MZ File format flavors & malware

Analyzing files starting with the ‘MZ’ magic value can be called a “daily bread” for reverse engineers. The reason for this is pretty simple – if you look at the top of your average executable file you will notice that majority of them start with these 2 magic letters. Since it’s the most common file format that malware analysts work with, in this post I will have a deeper (but still high-level) look at files of this type.

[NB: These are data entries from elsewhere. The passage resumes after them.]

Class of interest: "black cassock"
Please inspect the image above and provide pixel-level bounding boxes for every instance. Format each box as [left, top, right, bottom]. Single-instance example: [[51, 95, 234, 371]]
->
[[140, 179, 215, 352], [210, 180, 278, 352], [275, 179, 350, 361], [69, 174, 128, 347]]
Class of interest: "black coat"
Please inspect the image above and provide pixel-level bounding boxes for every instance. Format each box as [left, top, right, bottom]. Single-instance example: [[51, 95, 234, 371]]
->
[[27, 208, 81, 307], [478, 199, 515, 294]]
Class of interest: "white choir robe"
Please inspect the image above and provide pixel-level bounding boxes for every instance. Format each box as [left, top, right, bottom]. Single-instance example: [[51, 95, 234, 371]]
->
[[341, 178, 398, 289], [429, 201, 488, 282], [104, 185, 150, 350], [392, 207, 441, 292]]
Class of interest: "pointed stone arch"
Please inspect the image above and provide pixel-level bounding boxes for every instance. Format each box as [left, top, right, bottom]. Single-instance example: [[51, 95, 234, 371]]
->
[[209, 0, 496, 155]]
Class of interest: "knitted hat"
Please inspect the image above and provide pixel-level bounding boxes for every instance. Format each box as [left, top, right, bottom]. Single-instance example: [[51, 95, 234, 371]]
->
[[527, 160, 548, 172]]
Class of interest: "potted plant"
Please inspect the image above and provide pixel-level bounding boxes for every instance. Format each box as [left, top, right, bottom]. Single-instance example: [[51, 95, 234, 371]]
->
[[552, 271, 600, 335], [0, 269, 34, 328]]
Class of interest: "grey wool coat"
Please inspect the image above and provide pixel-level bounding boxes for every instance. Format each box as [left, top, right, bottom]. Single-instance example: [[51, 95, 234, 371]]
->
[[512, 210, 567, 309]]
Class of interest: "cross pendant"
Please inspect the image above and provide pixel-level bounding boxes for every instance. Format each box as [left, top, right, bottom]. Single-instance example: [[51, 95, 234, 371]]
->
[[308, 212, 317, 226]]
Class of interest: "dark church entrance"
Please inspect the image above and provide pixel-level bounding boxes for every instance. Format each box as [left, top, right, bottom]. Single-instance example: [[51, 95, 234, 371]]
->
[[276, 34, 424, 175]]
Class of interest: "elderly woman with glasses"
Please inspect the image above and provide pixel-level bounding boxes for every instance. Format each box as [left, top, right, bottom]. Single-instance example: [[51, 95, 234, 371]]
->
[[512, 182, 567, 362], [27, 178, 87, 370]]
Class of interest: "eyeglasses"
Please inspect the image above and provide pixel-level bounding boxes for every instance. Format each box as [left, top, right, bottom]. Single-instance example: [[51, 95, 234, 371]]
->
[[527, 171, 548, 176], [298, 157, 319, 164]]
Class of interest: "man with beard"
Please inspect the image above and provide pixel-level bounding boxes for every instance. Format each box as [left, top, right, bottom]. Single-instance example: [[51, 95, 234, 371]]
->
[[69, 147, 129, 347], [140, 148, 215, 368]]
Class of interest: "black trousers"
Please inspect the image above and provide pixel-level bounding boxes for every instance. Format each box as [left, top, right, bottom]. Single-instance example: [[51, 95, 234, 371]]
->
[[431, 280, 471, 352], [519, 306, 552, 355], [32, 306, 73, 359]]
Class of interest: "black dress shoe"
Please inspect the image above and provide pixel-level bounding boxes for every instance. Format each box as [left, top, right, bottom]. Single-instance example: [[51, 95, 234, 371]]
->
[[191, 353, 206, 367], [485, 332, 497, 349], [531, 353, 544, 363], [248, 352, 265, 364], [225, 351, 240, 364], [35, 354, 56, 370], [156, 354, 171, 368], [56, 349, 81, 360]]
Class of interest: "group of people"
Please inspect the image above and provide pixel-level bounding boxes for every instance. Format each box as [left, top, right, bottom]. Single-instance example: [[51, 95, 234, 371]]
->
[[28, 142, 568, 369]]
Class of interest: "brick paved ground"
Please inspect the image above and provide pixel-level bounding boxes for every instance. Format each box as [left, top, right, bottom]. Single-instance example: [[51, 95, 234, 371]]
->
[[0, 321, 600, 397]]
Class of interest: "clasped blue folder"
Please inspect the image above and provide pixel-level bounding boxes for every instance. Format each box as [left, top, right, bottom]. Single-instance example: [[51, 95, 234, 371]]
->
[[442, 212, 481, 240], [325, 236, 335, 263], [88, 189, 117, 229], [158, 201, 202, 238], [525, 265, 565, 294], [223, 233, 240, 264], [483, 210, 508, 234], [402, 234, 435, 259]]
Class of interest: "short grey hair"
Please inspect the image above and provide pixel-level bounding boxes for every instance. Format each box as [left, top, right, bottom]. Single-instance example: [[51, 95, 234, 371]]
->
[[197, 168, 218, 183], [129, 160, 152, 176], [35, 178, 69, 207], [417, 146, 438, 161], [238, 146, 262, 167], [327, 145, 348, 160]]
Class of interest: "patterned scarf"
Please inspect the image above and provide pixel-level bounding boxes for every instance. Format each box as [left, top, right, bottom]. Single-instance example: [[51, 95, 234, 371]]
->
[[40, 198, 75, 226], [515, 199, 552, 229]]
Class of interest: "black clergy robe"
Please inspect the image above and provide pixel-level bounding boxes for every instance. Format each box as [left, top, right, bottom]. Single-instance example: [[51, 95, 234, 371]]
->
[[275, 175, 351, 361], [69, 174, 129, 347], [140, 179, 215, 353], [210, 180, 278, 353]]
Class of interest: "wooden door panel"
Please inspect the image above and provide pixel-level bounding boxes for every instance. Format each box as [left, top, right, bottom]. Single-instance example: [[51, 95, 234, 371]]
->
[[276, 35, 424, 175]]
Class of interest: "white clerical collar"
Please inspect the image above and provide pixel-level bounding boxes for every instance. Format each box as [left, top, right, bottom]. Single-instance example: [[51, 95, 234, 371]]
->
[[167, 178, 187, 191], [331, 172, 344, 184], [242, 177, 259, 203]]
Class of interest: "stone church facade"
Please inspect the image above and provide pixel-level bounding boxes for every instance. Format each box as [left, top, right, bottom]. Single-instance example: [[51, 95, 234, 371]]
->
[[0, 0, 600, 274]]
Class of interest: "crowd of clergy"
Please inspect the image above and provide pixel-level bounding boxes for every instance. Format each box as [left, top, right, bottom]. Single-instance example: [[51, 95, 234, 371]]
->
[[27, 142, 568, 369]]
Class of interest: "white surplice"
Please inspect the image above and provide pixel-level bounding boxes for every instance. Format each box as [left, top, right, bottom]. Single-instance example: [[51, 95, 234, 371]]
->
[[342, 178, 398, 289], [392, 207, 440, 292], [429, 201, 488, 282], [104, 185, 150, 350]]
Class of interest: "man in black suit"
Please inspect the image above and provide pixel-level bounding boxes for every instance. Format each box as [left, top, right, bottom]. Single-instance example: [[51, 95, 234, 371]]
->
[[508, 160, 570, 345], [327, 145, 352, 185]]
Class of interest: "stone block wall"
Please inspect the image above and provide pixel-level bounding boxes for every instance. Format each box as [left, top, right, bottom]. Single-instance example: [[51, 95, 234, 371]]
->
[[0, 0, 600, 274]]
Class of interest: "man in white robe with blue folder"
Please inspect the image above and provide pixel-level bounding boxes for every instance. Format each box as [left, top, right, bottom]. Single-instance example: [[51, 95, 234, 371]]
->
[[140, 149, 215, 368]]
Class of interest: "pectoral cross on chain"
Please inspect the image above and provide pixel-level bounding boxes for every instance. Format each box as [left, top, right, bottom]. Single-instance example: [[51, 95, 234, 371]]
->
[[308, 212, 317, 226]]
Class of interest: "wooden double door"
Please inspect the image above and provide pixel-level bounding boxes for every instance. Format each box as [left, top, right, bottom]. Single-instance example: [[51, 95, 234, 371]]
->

There are so many types of executables starting with ‘MZ’ that looking at the first 2 bytes is often not enough. In fact, there are so many various flavors of MZ files, that it’s pretty hard to list them all, but let’s try anyway:

  • 16-bit, 32-bit and 64-bit executables
  • PC and mobile executables
  • x32, x64, IA64, AMD64, etc.
  • .NET
  • Executables for Windows 3.1 and Windows 9x/NT ( ‘NE’ vs. ‘PE’)
  • Drivers for Windows 3.1/Windows 9x and Windows NT ( ‘LE’ vs. ‘PE’)
  • GUI applications and console applications
  • User mode executables (processes, services – usually saved as files with the .exe, .scr, .cpl extension) and Dynamically Loaded Libraries (saved as files with .dll extension; others are saved as .ocx, .vbx, etc.)
  • User mode executables (processes) and services (service processes)
  • Kernel mode drivers (.sys, .drv) and kernel mode libraries (also saved with a .sys file extension)
  • Standard DLLs and COM DLLs (e.g. ActiveX, Browser Helper Objects)
  • Standard DLLs and Service DLLs (loaded by svchost.exe)
  • Dedicated DLL files (e.g. LSP, Shell extensions, deskbands, Plugins, MSGINA, windows hooks, etc.)
  • Old-school standalone executables (‘DOS type’)
  • Files produced by various compilers: Microsoft Visual Studio, Borland Delphi, Visual Basic, mingw32, gcc and many more.
  • Files produced by various script compilers e.g. perl2exe, py2exe, php2exe, AutoIt, WinBatch, etc.
  • Installers e.g. Nullsoft, InnoSetup, Wise, Vyse, etc.,
  • Resource-only files e.g. fonts
  • Executables with overlays
  • Executables with appended data

From malware analysis point of view, we have to also include another categorization as well, which is very much related to “extra” file properties often added by malware authors, including:

  • compression (packing)
  • encryption
  • wrapping
  • obfuscation
  • protection
  • corruption
  • virtualization
  • misleading information
  • anti-techniques

Finally, we can use as a classifier the presence and the content of the following metadata:

  • Rich header
  • Number of Sections
  • Characteristics of Sections (writable, readable, executable, etc.)
  • Characteristics of Import and export table
  • Debugging information (including timestamps and paths to .PDB files)
  • Resources information
  • Digital signatures
  • Appended data
  • Compiler specific information e.g. debug information, or PACKAGEINFO for Delphi application

It is super high-level, but as you may guess, analyzing any single executable listed on this list requires completely different approach.

 

Update #1:

fixed a mistake related to NE/PE – NE files have been replaced by PE files on 32-bit Windows; thx to Imaginative (one of the best reversers I know) for picking it up 🙂

Update #2:

Just to clarify: NE files still run on Win XP + this file format is being used to store .fon files (Thx Ange @ corkami.com – he is one of the best binary magicians out there!)